Reputation: 331
I have a dataset which contains contributor's id and contributor_message. I wanted to retrieve all samples with the same message, say, contributor_message == 'I support this proposal because...'.
I use data.loc[data.contributor_message == 'I support this proposal because...'].index -> so basically you can get the index in the DataFrame with the same message, say those indices are 1, 2, 50, 9350, 30678,...
Then I tried data.iloc[[1,2,50]] and this gives me correct answer, i.e. the indices matches with the DataFrame indices.
However, when I use data.iloc[9350] or higher indices, I will NOT get the corresponding DataFrame index. Say I got 15047 in the DataFrame this time.
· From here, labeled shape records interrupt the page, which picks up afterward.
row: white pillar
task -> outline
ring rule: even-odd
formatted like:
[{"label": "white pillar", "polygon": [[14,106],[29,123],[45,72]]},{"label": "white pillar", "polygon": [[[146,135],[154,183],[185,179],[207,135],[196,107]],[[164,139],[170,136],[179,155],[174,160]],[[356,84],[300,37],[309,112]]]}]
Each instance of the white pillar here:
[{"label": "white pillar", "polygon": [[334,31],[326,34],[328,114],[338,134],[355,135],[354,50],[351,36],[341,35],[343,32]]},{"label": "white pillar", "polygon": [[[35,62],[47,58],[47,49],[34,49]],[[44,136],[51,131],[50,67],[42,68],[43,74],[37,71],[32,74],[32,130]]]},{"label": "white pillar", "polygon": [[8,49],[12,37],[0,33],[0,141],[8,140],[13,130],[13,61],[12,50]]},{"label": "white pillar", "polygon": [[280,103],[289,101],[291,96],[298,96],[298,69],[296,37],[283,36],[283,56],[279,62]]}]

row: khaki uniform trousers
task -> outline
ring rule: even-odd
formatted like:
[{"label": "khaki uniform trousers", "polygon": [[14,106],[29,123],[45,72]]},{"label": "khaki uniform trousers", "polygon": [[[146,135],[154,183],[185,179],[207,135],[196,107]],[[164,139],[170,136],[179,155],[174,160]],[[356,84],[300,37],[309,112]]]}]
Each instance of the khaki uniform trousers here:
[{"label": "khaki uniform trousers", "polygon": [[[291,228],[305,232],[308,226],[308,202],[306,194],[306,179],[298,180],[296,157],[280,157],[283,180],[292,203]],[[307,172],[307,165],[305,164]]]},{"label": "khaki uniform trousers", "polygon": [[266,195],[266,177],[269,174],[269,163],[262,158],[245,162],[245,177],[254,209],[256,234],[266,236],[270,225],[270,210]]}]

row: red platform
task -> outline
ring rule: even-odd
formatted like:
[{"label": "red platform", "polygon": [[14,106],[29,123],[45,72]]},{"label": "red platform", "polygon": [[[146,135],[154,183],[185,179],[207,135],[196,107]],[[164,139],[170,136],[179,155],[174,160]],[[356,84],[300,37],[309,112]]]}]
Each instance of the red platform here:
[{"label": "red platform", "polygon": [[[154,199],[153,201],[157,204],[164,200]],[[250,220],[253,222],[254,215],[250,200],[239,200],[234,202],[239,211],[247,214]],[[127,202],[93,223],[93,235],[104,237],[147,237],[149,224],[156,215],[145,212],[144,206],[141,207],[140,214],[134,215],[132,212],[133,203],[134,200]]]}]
Can anyone advise how to fix this problem?
Upvotes: 4
Views: 3896
Reputation: 164623
This occurs when your indices are not aligned with their integer location.
Note that pd.DataFrame.loc
is used to slice by index and pd.DataFrame.iloc
is used to slice by integer location.
Below is a minimal example.
df = pd.DataFrame({'A': [1, 2, 1, 1, 5]}, index=[0, 1, 2, 4, 5])
idx = df[df['A'] == 1].index
print(idx) # Int64Index([0, 2, 4], dtype='int64')
res1 = df.loc[idx]
res2 = df.iloc[idx]
print(res1)
# A
# 0 1
# 2 1
# 4 1
print(res2)
# A
# 0 1
# 2 1
# 5 5
You have 2 options to resolve this problem.
Option 1
Use pd.DataFrame.loc
to slice by index, as above.
Option 2
Reset index and use pd.DataFrame.iloc
:
df = df.reset_index(drop=True)
idx = df[df['A'] == 1].index
res2 = df.iloc[idx]
print(res2)
# A
# 0 1
# 2 1
# 3 1
Upvotes: 7